Top 10 Facts About Hunger in Tanzania
- One of the reasons hunger is extremely hard to overcome is because of the continuous droughts Tanzania faces, which results in insufficient harvests. Almost half of the year is marked by a dry season given there is hardly any rainfall from June to October. Even after the dry season is over, the following six months are the most scarce in many Tanzanian households because the next harvest usually does not occur until March. This creates almost a year-long struggle of food shortages and lingering hunger.
- Food insecurity affects the population in rural areas significantly more than the population in the city. Surveys show that, although 64 percent of people living in cities suffer food shortages, the percentage rises to about 84 percent in people from rural areas. The simple reason for this statistic is that in rural areas the majority of the population relies on subsistence agriculture for their food.
- There is a generational transfer of undernutrition. Around 10 percent of women are undernourished and, in turn, they give birth to low-weight babies. These infants become malnourished both in their childhood and later in life. These children can grow up uneducated or not being able to work very hard. This cycle of poverty has made it extremely difficult for poor households to escape poverty and malnutrition.
- The first 1,000 days of a child’s life are the most crucial time to prevent lifelong malnutrition. These days consists of a period from the pregnancy up until the second birthday of a child. This can either result in the establishment of healthy growth and adequate nutrition or poor nutrition which will affect the entirety of their life.

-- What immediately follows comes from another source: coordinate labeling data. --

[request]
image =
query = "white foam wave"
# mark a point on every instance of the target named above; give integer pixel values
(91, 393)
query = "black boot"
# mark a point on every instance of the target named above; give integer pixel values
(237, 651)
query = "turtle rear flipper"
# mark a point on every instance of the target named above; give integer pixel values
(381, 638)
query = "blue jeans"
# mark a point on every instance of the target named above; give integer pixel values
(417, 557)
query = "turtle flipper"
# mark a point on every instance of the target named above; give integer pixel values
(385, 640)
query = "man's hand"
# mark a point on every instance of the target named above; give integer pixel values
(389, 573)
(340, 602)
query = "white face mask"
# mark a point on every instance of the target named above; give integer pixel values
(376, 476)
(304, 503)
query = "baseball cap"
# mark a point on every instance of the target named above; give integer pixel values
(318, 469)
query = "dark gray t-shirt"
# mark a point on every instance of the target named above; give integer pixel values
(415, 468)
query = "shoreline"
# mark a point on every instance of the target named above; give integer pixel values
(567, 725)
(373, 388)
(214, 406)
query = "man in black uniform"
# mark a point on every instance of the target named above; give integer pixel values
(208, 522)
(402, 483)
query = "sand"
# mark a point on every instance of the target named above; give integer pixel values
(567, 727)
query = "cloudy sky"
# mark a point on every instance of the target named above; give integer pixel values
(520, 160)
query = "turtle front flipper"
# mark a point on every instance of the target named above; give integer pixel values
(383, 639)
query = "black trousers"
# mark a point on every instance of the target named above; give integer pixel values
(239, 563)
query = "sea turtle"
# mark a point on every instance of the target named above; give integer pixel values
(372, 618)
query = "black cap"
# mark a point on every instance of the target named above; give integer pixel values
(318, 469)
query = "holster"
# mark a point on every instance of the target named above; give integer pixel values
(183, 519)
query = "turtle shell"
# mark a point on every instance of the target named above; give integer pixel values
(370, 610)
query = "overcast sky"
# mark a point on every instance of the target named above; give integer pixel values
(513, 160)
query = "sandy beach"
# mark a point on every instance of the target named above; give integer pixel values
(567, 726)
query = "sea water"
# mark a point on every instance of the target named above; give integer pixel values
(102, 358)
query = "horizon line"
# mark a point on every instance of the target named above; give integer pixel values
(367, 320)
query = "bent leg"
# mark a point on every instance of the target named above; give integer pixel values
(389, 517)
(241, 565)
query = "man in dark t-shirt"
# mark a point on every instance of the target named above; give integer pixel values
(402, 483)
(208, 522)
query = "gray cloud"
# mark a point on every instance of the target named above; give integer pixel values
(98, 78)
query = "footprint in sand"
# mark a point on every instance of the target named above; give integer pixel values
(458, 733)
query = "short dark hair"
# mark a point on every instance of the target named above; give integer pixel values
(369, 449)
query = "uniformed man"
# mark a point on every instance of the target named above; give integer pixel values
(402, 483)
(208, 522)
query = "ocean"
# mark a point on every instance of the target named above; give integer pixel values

- Forty-two percent of all children under the age of 5 suffer from stunting in the country. This equivalates to about 3.3 million children. Stunting is mostly caused by a lack of adequate nutrition from food, therefore the millions of children are not only stunted but also experiencing acute or severe malnourishment as well.
- Stunting rates in children under the age of 5 have declined by 8.1 percent from 2010 to 2015. This progress has been possible due to improved coordination of nutrition activities and increased nutrition-based budgets. This includes the participation of both the government and development partners, including the United States.
- In 2012, Tanzania joined the New Alliance for Food Security and Nutrition, establishing a separate budget solely for improving nutrition and hunger by means of agriculture. The New Alliance has several goals, including reducing poverty and hunger, achieving sustained agriculture-led growth in Africa and relieving 50 million people of poverty in Africa by 2022. Tanzania has specifically committed to policy actions in business, inputs, land, nutrition, trade and markets.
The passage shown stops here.